The current project I'm working on has database tables that are over 2 million records which I'm populating from an external source. The external source provides a postgres dump file to help make data imports easier. My current approach is to restore the backup to a temporary database and use the PostgreSQL COPY command to export the data to CSV files. The import works great, I've built a django management comand to read the data from a CSV file, hydrate the data models and then bulk load the data using Django's bulk upload. This all works smoothly when loading the data the first time.
Some of the datasets from the data load are big so I have to resort to using Django's Raw query feature to perform my import process. When I tried to run a raw delete command during the import process I got the following error:
update or delete on table violates foreign key constraint on table DETAIL: Key (id) is still referenced from table.
After doing some digging I noticed the Django ORM does not actually create ON CASACADE DELETE at the database level. Django actually iterates over the records via the ORMs delete method to perform the cascade. This is a huge problem because of the size of the tables. I need to be able to drop down to raw SQL when deleting the table.
In order to run the raw SQL delete query I needed to add ON CASCADE DELETE to the appropriate foreign key fields. I also need to tell the django ORM to create the ON CASCADE DELETE at the database level. This poses a problem because the django ORM does not support CASCADE ON DELETE at the database level. To fix this I need to disable constraints on appropriate foriegn key fields and manually add the constraint using raw SQL. The first thing I did was remove the current constraints being created by the django ORM. I did this by passing the db_constraint argument.
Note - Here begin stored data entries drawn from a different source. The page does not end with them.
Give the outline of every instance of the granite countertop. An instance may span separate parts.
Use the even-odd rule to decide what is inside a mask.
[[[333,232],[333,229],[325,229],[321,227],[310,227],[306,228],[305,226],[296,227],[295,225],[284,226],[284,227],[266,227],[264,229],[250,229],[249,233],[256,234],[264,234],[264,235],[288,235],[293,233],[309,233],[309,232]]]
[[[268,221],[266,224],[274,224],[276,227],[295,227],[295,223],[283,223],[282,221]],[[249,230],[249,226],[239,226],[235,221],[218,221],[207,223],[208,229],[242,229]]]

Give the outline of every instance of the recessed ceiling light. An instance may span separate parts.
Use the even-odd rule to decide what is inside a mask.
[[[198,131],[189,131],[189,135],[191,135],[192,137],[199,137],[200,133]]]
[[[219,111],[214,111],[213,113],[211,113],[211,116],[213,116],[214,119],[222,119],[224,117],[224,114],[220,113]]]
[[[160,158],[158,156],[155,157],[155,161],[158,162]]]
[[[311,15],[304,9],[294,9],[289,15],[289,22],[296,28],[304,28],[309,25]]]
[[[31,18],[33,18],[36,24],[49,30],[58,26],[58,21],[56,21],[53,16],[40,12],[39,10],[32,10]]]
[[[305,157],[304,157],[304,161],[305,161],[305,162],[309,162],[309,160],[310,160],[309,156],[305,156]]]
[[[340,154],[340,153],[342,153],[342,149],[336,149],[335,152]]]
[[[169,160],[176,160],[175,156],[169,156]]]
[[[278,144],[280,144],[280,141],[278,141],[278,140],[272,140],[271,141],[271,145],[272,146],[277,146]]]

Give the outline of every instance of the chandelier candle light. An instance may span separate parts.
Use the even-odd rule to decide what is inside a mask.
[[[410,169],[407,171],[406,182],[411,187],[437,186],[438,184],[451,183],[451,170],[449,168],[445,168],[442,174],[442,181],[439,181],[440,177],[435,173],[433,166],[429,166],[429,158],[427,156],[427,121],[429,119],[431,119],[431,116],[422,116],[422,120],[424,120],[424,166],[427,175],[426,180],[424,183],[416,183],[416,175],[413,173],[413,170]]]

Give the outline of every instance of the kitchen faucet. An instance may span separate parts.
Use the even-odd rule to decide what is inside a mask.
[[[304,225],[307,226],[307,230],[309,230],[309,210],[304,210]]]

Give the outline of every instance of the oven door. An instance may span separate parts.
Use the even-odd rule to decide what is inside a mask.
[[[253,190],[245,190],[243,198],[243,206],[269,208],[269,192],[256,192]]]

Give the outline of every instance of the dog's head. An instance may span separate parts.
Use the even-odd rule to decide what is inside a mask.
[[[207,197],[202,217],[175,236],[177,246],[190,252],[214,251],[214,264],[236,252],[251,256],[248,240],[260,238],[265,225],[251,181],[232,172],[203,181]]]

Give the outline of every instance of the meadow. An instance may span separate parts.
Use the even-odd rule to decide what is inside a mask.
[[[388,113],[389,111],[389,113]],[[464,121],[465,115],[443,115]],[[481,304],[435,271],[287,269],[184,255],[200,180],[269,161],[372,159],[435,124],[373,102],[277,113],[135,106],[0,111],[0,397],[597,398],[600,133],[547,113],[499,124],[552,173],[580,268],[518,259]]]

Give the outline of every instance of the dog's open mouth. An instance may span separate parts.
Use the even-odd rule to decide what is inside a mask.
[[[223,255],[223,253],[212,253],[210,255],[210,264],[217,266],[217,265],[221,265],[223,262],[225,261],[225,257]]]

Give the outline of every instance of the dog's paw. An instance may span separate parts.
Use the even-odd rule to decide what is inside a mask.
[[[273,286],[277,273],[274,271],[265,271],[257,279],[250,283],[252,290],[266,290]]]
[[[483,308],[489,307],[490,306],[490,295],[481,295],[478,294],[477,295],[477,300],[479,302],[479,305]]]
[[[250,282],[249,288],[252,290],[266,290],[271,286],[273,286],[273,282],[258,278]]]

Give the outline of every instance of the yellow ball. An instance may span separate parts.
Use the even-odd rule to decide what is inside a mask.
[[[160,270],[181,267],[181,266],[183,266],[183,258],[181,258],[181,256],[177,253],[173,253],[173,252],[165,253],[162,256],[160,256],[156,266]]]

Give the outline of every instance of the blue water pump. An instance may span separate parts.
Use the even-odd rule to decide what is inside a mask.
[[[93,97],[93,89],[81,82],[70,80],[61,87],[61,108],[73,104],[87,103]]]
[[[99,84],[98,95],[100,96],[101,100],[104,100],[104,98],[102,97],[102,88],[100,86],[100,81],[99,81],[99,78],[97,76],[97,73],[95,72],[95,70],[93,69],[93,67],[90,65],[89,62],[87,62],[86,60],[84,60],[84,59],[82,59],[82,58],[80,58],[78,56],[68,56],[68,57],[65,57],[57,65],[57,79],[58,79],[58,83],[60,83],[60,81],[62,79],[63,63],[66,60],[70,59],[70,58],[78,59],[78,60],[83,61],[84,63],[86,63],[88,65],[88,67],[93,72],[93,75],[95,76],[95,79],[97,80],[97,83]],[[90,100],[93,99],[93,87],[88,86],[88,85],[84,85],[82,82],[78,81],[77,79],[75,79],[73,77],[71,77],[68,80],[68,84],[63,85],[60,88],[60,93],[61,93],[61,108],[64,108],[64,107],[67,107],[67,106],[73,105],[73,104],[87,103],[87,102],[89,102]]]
Class YourModel(models.Model): your_field = models.ForeignKey(YourOtherModel, db_constraint=False)
This will tell your database engine to create the foreign key field but it will not add a constraint to the field. Once I disabled all constraints on the necessary ForeignKey fields, I created a custom migration using djangos run sql migration command. This allowed me to add ON CASCADE DELETE to the database column. Since I disabled the constraint on the ORM I did not have to look for existing constraints and delete them, I just manually added the constraints using the migrations framework.
class Migration(migrations.Migration): dependencies = [ ('yourapp', '0001_initial'), ] operations = [ migrations.RunSQL( "ALTER TABLE yourapp_yourmodel ADD CONSTRAINT your_model_target_id_fk_id foreign key (target_id) references yourapp_yourothermodel(id) ON DELETE CASCADE", reverse_sql="ALTER TABLE yourapp_yourmodel DROP CONSTRAINT your_model_target_id_fk_id") ]
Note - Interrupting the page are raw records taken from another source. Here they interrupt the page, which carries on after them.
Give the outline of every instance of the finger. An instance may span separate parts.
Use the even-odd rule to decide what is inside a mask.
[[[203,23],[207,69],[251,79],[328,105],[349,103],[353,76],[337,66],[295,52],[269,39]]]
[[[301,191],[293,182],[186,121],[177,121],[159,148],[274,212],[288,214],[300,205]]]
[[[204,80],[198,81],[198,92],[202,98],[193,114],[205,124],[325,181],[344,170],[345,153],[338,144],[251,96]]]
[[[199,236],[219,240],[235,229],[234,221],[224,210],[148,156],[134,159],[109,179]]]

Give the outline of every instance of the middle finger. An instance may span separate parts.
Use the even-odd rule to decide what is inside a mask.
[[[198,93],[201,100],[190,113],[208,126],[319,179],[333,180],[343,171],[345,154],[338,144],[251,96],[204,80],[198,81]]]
Obviously this can get pretty cumbersome and difficult to manage if you have a bunch of tables with foreign key constraints. This also leaves a bit of cognitive overhead as you need to remember where you manually created a custom migration or parts of your code will break. In order to address this I'm going to build a custom ForeignKey field that will build the ON DELETE CASCADE constraints. This field may not work on all databases but I'm heavily invested in PostgreSQL so I'm ok with that trade-off. I'll post an update once I have built the custom field.